# Scrape Mangareader

## Set-up for a single page
### Selenium to access JS components

In [4]:
from selenium import webdriver
from selenium.webdriver.common.by import By
from bs4 import BeautifulSoup
from PIL import Image
from io import BytesIO
import requests
import time

In [5]:
# Find the number of chapters in the manga "Vagabond Colored Edition"
# setup webdriver
driver = webdriver.Chrome()

# navigate to the webpage
driver.get('https://mangareader.to/read/vagabond-colored-edition-55963/en/chapter-1')

# Find the button with the text "Reject All" and click it using JavaScript
button = driver.find_element(By.XPATH, "//span[text()='Reject All']")
driver.execute_script("arguments[0].click();", button)

# Find the element with the class "dropdown-item mode-item" and data-value "horizontal" and click it using JavaScript
element = driver.find_element(By.XPATH, "//a[@class='dropdown-item mode-item' and @data-value='horizontal']")
driver.execute_script("arguments[0].click();", element)

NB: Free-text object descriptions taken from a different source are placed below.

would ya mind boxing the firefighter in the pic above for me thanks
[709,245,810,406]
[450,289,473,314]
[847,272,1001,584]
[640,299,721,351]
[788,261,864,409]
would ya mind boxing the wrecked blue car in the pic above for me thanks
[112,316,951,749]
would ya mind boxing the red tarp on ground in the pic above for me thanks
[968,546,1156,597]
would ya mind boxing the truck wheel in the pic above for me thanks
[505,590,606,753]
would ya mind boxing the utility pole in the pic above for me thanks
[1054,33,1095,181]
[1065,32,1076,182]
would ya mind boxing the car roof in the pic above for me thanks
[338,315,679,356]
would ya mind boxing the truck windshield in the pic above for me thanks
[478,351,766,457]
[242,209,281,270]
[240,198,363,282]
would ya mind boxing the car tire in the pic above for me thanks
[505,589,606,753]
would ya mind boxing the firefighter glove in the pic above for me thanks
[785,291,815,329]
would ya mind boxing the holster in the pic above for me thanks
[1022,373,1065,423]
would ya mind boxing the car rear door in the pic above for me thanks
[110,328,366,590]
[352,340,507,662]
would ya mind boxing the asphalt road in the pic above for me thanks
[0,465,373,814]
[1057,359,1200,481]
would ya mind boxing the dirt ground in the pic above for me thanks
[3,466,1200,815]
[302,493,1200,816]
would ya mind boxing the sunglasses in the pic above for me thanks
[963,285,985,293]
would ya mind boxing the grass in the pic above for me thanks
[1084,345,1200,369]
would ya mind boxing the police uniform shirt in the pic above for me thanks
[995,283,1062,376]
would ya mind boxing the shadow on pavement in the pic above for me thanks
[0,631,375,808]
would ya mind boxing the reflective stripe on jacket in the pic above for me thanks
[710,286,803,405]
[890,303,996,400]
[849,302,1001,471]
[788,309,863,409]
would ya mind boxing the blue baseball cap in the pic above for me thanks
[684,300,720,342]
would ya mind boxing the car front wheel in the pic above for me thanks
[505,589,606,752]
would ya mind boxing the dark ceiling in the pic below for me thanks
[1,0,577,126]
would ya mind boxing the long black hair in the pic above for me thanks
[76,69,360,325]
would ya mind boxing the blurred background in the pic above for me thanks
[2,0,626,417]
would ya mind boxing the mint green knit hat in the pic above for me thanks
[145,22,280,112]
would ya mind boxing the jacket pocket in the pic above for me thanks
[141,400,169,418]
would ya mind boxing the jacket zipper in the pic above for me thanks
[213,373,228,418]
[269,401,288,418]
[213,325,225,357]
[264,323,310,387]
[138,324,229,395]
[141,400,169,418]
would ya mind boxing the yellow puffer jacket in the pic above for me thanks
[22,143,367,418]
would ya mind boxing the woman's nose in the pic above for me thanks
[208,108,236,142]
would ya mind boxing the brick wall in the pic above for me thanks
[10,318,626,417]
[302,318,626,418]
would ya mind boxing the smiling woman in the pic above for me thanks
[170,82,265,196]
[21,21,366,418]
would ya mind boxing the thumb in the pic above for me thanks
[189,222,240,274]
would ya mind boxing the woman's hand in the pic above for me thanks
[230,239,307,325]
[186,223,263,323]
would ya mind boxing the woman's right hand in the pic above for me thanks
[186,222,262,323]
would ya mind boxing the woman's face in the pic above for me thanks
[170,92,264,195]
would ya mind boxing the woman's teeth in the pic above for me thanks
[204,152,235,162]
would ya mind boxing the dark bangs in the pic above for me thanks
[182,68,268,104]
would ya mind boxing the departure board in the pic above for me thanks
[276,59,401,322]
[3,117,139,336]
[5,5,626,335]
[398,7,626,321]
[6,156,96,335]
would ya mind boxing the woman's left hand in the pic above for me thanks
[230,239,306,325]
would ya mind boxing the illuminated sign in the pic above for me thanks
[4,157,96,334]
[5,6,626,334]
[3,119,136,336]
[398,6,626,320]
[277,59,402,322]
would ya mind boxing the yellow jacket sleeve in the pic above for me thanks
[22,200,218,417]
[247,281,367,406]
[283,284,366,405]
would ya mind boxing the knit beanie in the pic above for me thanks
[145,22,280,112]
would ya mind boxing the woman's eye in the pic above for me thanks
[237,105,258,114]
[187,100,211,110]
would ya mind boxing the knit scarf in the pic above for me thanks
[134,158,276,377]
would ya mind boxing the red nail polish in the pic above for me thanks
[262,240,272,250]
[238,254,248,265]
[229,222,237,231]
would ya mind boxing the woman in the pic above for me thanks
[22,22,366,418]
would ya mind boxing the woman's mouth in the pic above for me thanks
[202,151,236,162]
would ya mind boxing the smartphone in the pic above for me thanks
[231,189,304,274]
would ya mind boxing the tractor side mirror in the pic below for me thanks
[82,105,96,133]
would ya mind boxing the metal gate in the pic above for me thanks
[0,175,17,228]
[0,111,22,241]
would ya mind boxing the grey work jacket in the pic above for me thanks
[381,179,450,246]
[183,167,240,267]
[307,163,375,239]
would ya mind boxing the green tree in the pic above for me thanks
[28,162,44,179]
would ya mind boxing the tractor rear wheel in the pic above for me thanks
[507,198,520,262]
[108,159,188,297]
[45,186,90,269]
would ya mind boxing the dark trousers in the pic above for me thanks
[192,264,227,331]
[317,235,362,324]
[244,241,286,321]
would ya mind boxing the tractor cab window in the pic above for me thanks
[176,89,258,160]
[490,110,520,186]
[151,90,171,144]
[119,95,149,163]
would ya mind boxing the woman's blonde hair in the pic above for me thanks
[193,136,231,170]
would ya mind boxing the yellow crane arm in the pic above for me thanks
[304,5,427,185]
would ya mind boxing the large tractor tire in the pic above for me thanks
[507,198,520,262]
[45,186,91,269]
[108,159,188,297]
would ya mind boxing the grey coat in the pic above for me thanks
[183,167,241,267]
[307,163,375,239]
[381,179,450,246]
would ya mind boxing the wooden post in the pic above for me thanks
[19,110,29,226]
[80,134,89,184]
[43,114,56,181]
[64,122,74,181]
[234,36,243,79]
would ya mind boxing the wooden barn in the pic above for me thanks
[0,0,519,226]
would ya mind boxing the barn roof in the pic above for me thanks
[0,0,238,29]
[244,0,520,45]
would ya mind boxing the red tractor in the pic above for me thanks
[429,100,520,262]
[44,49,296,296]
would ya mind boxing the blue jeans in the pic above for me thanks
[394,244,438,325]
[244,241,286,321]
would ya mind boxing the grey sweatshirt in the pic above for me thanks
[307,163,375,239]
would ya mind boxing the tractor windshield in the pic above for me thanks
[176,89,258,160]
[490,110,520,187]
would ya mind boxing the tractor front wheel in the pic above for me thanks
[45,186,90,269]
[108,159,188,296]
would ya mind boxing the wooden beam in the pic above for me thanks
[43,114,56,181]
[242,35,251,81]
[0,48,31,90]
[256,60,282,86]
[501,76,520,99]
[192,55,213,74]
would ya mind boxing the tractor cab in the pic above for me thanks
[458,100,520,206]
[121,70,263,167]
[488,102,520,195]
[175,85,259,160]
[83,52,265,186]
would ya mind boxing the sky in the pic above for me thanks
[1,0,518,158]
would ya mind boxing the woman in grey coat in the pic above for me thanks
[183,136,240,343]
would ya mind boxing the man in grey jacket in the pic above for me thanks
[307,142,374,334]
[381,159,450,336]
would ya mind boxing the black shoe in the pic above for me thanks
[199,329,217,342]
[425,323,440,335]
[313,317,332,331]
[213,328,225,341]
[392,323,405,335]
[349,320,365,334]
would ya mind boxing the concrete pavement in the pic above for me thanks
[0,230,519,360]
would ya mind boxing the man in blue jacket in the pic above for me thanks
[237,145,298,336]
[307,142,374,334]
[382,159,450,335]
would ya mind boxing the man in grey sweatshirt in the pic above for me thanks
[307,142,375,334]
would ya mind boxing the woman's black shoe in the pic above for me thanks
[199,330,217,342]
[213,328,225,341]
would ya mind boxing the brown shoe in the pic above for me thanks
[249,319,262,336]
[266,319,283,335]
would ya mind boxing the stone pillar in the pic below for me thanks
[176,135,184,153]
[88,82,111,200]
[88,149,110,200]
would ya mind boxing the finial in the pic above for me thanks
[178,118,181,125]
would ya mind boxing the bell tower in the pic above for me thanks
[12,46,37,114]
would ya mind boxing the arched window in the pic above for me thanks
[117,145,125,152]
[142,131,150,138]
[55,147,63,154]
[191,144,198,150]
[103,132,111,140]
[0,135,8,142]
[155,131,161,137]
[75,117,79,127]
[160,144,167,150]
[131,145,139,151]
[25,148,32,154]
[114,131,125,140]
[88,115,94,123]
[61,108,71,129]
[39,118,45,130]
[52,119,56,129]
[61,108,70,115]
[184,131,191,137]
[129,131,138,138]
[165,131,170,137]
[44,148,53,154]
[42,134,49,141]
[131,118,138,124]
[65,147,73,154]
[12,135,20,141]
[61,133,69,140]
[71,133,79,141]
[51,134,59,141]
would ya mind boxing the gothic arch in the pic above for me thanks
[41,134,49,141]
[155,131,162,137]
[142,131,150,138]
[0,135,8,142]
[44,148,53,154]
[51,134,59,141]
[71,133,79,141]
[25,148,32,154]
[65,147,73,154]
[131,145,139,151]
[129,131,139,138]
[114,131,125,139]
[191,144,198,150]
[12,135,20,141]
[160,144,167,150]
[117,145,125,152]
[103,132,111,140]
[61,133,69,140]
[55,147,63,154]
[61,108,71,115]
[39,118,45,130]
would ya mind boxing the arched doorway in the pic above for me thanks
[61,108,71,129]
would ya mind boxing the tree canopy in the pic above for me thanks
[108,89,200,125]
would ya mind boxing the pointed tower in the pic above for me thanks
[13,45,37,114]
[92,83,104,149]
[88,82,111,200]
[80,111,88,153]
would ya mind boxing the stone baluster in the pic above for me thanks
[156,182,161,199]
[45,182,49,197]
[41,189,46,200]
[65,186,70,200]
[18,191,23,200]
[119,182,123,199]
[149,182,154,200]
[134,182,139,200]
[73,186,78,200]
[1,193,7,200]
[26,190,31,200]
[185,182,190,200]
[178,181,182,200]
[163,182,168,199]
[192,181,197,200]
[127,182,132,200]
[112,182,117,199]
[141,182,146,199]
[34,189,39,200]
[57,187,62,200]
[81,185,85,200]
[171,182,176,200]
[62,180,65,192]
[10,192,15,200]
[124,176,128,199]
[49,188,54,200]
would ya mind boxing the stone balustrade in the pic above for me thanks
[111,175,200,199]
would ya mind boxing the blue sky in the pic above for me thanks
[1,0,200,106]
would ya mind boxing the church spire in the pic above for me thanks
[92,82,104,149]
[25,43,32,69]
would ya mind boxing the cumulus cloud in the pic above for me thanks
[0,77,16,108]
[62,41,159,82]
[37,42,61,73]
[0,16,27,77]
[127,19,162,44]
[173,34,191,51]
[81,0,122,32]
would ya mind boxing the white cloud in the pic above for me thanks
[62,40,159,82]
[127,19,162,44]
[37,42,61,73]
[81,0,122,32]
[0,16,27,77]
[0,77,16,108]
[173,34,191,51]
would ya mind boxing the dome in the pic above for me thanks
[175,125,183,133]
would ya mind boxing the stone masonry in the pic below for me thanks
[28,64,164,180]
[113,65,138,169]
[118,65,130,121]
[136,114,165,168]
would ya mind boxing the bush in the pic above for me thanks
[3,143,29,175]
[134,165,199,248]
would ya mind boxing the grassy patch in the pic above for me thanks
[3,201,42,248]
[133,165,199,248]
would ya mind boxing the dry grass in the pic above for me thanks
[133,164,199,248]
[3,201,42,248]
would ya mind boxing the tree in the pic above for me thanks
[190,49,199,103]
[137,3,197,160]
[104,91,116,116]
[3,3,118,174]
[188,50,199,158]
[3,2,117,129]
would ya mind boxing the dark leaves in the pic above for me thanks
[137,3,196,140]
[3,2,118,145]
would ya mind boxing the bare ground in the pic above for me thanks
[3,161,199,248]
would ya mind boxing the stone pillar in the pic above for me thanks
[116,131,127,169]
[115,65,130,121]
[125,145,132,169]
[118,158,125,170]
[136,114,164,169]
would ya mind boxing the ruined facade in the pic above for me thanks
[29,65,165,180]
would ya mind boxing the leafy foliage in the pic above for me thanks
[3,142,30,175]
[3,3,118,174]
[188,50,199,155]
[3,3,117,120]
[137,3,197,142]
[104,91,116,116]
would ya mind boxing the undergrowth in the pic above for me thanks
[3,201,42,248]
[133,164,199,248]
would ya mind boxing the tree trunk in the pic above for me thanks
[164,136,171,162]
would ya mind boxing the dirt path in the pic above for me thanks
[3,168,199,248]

# make the driver wait for 5 seconds
time.sleep(5)

# use BeautifulSoup to parse the HTML
soup = BeautifulSoup(driver.page_source, 'html.parser')

# find the first li element with the class "item reading-item chapter-item"
li_element = soup.find('li', class_='item reading-item chapter-item')

# extract the data-number attribute
data_number = int(li_element['data-number'])

In [6]:
# Loop through all the chapters
for chapter in range(1, data_number + 1):
    # If it is not chapter 1, reload the driver
    if chapter != 1:
        driver.get(f"https://mangareader.to/read/vagabond-colored-edition-55963/en/chapter-{chapter}")
    
    # Update the soup object with the new page content
    soup = BeautifulSoup(driver.page_source, 'html.parser')

    # Find all div elements with class "ds-image shuffled loaded" and "ds-image shuffled"
    divs = soup.find_all('div', class_=['ds-image shuffled loaded', 'ds-image shuffled'])

    # If no divs were found, try finding divs with class "ds-image loaded"
    if not divs:
        divs = soup.find_all('div', class_='ds-image loaded')

    # Check if any data URLs were found
    if not divs:
        print(f"Chapter {chapter}: No images found")
        continue  # Skip to the next chapter

    # Extract data-url from each div and store in a list
    data_urls = [div.get('data-url') for div in divs]

    # Download images
    images = []
    for url in data_urls:
        try:
            response = requests.get(url)
            img = Image.open(BytesIO(response.content))
            images.append(img)
        except requests.exceptions.RequestException as e:
            print(f"Chapter {chapter}: Error downloading image: {e}")

    # Check if any images were downloaded
    if not images:
        print(f"Chapter {chapter}: Failed to download any images")
        continue  # Skip to the next chapter

    # Save images as PDF
    images[0].save(f"vagabond_{chapter}.pdf", save_all=True, append_images=images[1:])

In [7]:
# Close the driver
driver.close()